The Department of Defense views offloading the responsibility for such decisions to AI as a potential way to reduce trauma and PTSD for service members. 

But it may have the opposite effect, Shortland says, especially since AI may exponentially increase the number of decisions overseen by a given person. For example, a single soldier on the ground can only shoot at a certain number of people, but a drone operator can kill multiple people, several times a day.

“What if AI is making those decisions for 10 drones overseen by one person?” Shortland says. “If we take the humans out of the decision-making loop, are we doing more unknown harm to the humans involved?”

The implications go well beyond national defense, Shortland says. For example, he says, “Doctors take it very hard when they make a bad decision.”

“You can imagine that, in 10 years, a doctor will be making not seven prescription decisions over lunch, but 70 or 700” with assistance from AI, he says. “Maybe if someone has strep, we’re OK with it, but for people who have lupus, or long COVID or something like that, maybe they really need a doctor with a human face interacting with them. Where is that line?” 

Evans, as co-principal investigator, will lend his expertise in ethics, population-specific variables and large databases. The other co-PIs are Electrical and Computer Engineering Asst. Prof. Paul Robinette, who researches human-robot trust, and two business faculty members who study the use of AI in business, Prof. Scott Latham and Assoc. Prof. Beth Humberd.

Philosophy Chair Nicholas Evans leans against a brick wall Image by Alyssa Parker
Evans researches ethics and new technologies.

Utopia or Apocalypse?

Evans’ grant, for $2.7 million over three years, examines social science research into AI that results in predictions about its future effects and how influential decision-makers use those predictions to make policy. 

In addition to Shortland, who has a depth of expertise on decision-making research, faculty from the Science Policy Research Unit at the University of Sussex in England are on the grant, along with a postdoctoral researcher hired from the University of Washington and students at UML.

“If you have a range of predictions from ‘War is going to get much better’ to ‘War is going to get much worse,’ you need to figure out who is making the predictions, where and why,” Evans says.

Senior philosophy major Sam Angelli-Nichols will assist Evans and the postdoctoral researcher to create a searchable database of approximately 50,000 existing social science research articles, across different academic disciplines and countries, about the future of AI.

First training and then deploying an AI large language model, they will tag each article by the author’s name, nationality, gender, source of funding, field of expertise and methodology.
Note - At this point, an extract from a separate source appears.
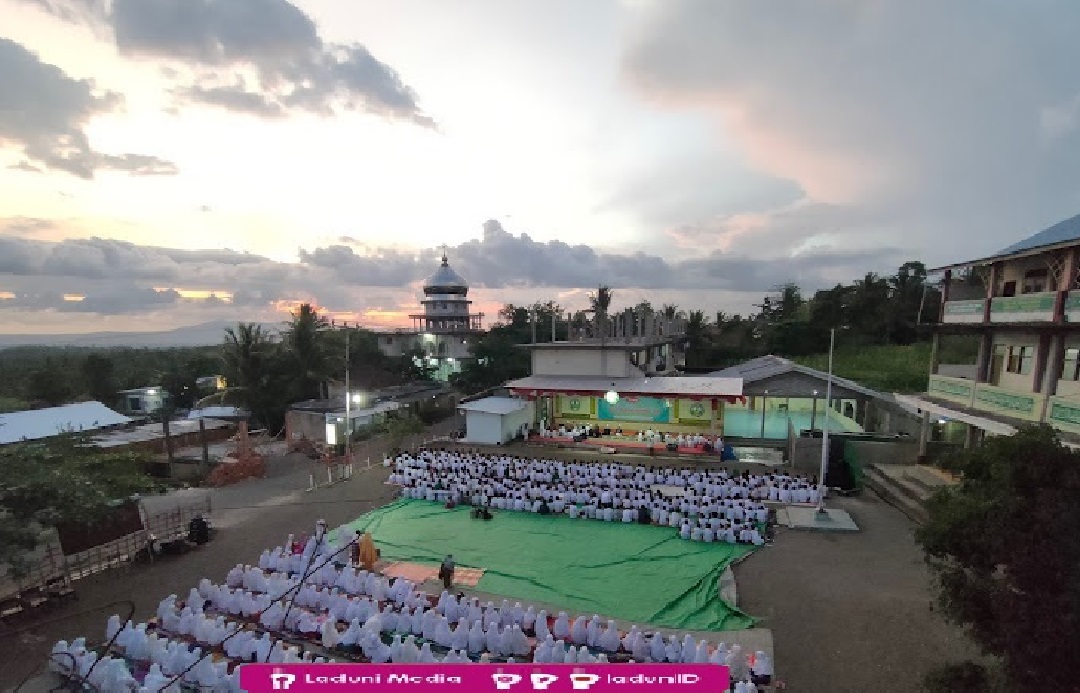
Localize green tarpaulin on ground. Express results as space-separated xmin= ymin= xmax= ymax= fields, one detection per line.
xmin=342 ymin=500 xmax=755 ymax=630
Then, they will pose questions such as, “Are economists more optimistic or pessimistic than sociologists about the future of AI?” and “Did the advent of ChatGPT increase optimism about AI?”

“We’re trying to understand the people making the predictions, because the people making the predictions are tremendously important to the predictions that get made,” Evans says.

Then, using the Overton Institute database of policy decisions, they will identify, interview and present alternate scenarios to influential decision-makers to better understand which predictions they rely on when making policy – and “if the predictions they thought were important actually made it into the policy,” he says.

Ultimately, Evans, Shortland and a board of advisors drawn from various social science disciplines hope to understand whether there is enough commonality to chart some best practices for future social science research into the effects of AI, they say.

“We’re hoping to push the social sciences ahead in new and exciting ways,” Evans says.